Л. Н. Толстой смотрел на науку, как и на многое другое, с позиций мужицкой морали. Недаром в раздел «Ложная наука» в книге «Путь жизни» он включил такие слова Ш.-Л. Монтескье: «Я люблю мужиков: они недостаточно учёны, чтобы рассуждать превратно» (там же. С. 262). В подобном духе писал и сам Л. Н. Толстой: «Отчего безграмотные люди разумнее учёных? Оттого, что в их сознании не нарушена естественная и разумная постепенность важности предметов, вопросов. Ложная же наука производит это нарушение» (Толстой Л. Н. Собр. соч. в 20 томах, т. 20. М.: Художественная литература, 1965. С. 276).
Искусство
С позиций мужицкой морали Л. Н. Толстой смотрел и на искусство.
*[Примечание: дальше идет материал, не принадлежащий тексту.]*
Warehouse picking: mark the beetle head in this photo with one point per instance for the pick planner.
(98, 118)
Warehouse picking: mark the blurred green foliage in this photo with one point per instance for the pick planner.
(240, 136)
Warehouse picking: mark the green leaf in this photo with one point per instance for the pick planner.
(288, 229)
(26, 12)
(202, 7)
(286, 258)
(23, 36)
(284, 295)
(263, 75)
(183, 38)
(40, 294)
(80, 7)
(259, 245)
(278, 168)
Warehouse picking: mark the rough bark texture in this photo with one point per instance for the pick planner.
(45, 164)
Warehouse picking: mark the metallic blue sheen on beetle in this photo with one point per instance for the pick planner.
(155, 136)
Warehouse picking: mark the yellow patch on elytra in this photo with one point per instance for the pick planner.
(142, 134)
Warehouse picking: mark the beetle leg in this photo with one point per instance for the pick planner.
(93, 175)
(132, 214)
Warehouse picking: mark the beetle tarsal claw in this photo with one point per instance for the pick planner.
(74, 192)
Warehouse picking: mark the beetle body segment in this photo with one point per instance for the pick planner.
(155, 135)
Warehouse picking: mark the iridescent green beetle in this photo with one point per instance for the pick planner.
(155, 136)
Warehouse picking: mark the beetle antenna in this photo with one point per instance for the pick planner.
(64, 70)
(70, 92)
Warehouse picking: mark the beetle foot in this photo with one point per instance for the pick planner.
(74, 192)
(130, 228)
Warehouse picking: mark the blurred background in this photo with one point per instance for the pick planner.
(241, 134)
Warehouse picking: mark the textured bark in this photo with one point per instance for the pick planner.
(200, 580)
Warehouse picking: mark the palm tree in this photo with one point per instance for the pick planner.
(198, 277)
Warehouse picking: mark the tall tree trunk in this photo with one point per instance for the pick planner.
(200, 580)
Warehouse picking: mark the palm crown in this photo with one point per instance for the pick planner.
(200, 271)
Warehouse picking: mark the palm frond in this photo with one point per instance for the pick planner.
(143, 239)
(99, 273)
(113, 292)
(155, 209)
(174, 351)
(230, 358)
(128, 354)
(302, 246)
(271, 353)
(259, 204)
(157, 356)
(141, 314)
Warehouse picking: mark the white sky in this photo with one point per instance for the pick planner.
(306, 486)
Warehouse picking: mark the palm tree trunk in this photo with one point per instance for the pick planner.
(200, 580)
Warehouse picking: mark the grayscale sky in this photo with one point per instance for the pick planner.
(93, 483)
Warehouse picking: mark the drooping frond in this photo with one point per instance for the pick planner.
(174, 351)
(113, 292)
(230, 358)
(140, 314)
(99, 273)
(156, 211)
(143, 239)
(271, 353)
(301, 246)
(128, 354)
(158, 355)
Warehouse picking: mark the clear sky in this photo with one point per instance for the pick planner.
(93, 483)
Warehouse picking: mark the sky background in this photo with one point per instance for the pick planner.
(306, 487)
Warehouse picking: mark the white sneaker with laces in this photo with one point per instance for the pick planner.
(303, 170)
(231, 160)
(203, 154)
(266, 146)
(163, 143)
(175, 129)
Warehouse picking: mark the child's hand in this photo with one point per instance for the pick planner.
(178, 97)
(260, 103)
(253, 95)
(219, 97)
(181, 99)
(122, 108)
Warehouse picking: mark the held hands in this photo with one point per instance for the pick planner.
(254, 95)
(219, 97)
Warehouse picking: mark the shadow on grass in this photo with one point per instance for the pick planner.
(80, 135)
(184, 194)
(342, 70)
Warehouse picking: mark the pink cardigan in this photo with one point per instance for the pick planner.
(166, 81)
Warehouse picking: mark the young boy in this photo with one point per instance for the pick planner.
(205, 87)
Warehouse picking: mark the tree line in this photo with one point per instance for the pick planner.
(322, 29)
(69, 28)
В трактате «Что такое искусство?» он в таком роде писал об искусстве, к которому и сам имел непосредственное, как мы знаем, отношение: «Но мало того, что такие огромные труды тратятся на эту деятельность, – на неё, так же как на войну, тратятся прямо жизни человеческие: сотни тысяч людей с молодых лет посвящают все свои жизни на то, чтобы выучиться быстро вертеть ногами (танцоры); другие (мызыканты) на то, чтобы выучиться очень быстро перебирать клавиши или струны; третьи (живописцы) на то, чтобы уметь рисовать красками и писать всё, что они видят; четвёртые на то, чтобы уметь перевернуть всякую фразу на всякие лады и ко всякому слову подыскать рифму. И такие люди, часто очень добрые, умные, способные на всякий полезный труд, дичают в этих исключительных, одуряющих занятиях и становятся тупыми ко всем серьёзным явлениям жизни, односторонними и вполне довольными собой специалистами, умеющими только вертеть ногами, языком или пальцами» (там же. Т. 15. С. 45). Как видим, не только учёным, но и художникам доставалось от великого писателя земли русской. Можно с уверенностью сказать, что, если бы автором этих слов был кто-нибудь помельче Л. Н. Толстого, то подобные насмешки над людьми искусства никакая бы цензура не пропустила. Но Лев Николаевич был беспощаден и по отношению к своему собственному художественному творчеству, называя «Войну и мир», «Анну Каренину» и др. свои произведения дребеденью.